Section 4.11. Delegation. Unless prohibited by a resolution adopted by the board of directors, an officer may, without the approval of the board of directors, delegate some or all the duties and powers of an office to other persons.
Section 5.01. Board Affairs. The Board Affairs Committee consisting of five members of the Association shall be appointed annually by the chair. The Board Affairs Committee shall have the duty of nominating persons for the positions of officers of the Association and directors, and shall present its nominations to the board of directors. In order to nominate, the Board Affairs Committee shall have a quorum of at least three of its members at any meeting where nominations are made. The Board Affairs Committee shall have such other duties as are determined from time to time by the Board, and as relate to the Association’s organization and procedures.
Section 5.02. Executive Committee. The executive committee consists of the officers – chair, vice-chair, secretary, and treasurer – plus the past chair and the chairs of the standing committees. The executive committee will carry out the policies of the board of directors between its meetings and other business referred by the board of directors to the executive committee. The executive committee shall meet as often as needed. Special meetings of the executive committee may be called by any member of the executive committee. Action taken by the executive committee must be ratified at the next board meeting.
Section 5.03. Other Committees. The board of directors may act by and through such additional committees as it may specify.

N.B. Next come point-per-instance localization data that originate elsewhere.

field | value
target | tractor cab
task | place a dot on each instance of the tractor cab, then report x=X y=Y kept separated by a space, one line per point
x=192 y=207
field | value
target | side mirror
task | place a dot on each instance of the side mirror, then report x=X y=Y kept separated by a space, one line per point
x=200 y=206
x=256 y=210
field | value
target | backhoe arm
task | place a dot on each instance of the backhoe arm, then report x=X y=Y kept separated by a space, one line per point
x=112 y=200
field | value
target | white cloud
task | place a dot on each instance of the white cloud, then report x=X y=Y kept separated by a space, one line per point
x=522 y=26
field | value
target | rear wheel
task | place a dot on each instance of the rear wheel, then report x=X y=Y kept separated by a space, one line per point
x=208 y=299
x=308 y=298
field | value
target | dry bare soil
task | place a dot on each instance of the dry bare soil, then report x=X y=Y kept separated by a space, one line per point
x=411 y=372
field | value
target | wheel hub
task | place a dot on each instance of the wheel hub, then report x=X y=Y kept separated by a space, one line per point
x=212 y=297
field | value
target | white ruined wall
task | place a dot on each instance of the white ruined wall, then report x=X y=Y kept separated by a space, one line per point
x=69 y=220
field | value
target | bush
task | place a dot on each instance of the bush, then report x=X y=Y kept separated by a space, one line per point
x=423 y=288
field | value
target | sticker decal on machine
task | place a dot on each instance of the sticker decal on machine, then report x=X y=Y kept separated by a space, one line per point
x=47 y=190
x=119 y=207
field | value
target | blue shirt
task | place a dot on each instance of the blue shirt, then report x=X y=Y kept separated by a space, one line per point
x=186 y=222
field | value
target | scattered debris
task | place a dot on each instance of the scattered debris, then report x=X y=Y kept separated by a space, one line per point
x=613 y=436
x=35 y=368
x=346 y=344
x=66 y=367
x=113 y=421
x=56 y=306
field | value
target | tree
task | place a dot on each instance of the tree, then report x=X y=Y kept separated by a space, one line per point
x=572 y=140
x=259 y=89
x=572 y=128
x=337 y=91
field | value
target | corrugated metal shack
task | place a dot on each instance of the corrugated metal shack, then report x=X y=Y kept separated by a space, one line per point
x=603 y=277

Section 5.04. Procedures. The general procedures specified within Article III apply to committees and members of committees to the same extent as those sections apply to the board of directors. Each committee shall prepare minutes of its meetings and shall furnish such minutes to the board of directors and to members of the committee.
BOOKS OF RECORD
Section 6.01. Current Records. The Association shall keep at its principal office correct and complete copies of:
(a) its Articles of Incorporation and Bylaws;
(b) accounting records; and
(c) minutes of meetings of the members, board of directors, and of committees having any of the authority of the board of directors.
Section 6.02. Non-current Records. Non-current records of the Association, including those kept by the board and officers, shall be placed with the Association’s papers in the Minnesota Historical Society.
The Rules contained in the current edition of Robert’s Rules of Order, newly revised, shall govern the Association in all cases to which they are applicable, and in which they are not inconsistent with the Articles of Incorporation, these Bylaws, and any special rules of order of the Association.
The Association shall indemnify persons to the extent required by the Minnesota Nonprofit Corporation Act, and shall have the power otherwise to indemnify persons for such expenses and liabilities, in such manner, under such circumstances, and to such extent as permitted by applicable law.
Amendments to the Articles of Incorporation (other than an amendment that would eliminate or change member voting rights, which shall be subject to approval as provided in Minnesota Statutes Section 317A.133, Subd. 2) and these Bylaws can be approved at any meeting of the directors by two-thirds of the directors currently holding office, provided that prior notice of the meeting and of the proposed amendment(s) was given to each director. Changes to the Articles and Bylaws are subject to the right of the members to rescind such changes at the next membership meeting.
I hereby attest the foregoing is a true and correct copy of the By-Laws of the Association as amended September 30, 2013.